Namun, secara faktual, memang ada orang-orang yang seperti ini; membenci orang-orang tanpa alasan yang dapat diterima, membenci sementara orang yang bahkan orang-orang itu tidak mengenalnya sama sekali, tidak pernah berbuat apapun terhadap mereka dan tidak tahu kalau mereka dibenci. Sementara umat Islam Indonesia yang sedemikian membenci Israel dan Amerika Serikat, dapat kita jadikan contoh konkrit kita disini. Memang, mereka punya alasannya sendiri, yang bisa kita ketahui dengan mudah, yang bila ditelusuri akan terlihat kalau itu mengakar pada rasa solidaritas di antara umat seagama.

Rasa solidaritas, rasa kesetia-kawanan, atau sejenisnya, adalah baik. Namun, bagi kita pertanyaannya adalah, apakah rasa solidaritas yang luhur itu mesti kita nodai dengan membenci? Tidak cukupkah kalau rasa solidaritas itu disikapi secara positif dengan mengasihi dan mengulurkan bantuan sebisanya kepada saudara-saudari atau kawan-kawan kita itu saja, tanpa mesti mencampuri urusan regional mereka dengan musuh-musuhnya? Atau sederhananya, apakah kita harus ikut-ikutan membenci mereka yang tidak kita kenal dan tidak mengenal kita?

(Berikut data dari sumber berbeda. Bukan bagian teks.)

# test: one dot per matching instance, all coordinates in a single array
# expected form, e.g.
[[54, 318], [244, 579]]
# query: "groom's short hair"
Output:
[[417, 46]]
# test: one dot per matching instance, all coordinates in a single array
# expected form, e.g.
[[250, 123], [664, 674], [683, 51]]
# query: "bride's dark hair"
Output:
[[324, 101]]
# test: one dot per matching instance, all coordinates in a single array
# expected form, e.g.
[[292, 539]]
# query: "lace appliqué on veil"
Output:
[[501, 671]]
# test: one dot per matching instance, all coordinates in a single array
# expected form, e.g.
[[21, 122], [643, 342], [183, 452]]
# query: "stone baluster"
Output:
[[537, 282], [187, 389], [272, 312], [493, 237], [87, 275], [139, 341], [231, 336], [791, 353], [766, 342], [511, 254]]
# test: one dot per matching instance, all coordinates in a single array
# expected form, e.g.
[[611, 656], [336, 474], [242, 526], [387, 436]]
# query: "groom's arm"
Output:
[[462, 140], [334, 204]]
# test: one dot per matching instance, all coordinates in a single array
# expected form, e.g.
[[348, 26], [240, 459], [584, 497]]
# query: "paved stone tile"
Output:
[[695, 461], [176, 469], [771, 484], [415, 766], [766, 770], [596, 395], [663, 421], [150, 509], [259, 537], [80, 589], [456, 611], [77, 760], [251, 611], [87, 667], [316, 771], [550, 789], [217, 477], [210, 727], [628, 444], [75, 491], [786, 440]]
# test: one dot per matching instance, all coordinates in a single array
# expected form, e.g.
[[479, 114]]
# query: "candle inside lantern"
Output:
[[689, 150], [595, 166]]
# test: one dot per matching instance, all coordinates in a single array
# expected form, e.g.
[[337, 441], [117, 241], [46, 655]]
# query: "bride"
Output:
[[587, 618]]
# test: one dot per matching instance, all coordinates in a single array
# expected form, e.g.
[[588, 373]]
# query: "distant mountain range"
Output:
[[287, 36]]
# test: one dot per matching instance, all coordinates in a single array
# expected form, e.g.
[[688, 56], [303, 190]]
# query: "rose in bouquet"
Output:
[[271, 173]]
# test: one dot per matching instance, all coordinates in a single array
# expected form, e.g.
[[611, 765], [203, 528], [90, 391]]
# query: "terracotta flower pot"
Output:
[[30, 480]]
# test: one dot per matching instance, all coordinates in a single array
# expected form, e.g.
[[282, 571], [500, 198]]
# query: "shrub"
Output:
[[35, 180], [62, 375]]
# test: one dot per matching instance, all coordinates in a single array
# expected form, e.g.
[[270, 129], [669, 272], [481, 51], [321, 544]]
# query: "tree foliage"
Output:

Agaknya mesti kita akui kalau, kita membenci karena memang ada rasa benci itu di hati manusia. Rasa mana telah kita bawa-bawa, entah sejak kapan. Sebab, kalau memang tak ada rasa itu, maka manusia tak akan pernah mampu membenci, apalagi tanpa alasan yang bisa diterima seperti itu. Ia terpendam ibarat bara api di dalam, yang menunggu pemicu untuk menyala, berkobar-kobar untuk kemudian menghanguskan kita. Bagi yang menapaki jalan kemuliaan, justru kebencian inilah yang patut dimusuhi, bukannya dipelihara, disuapi dan dipeluk erat-erat bukan?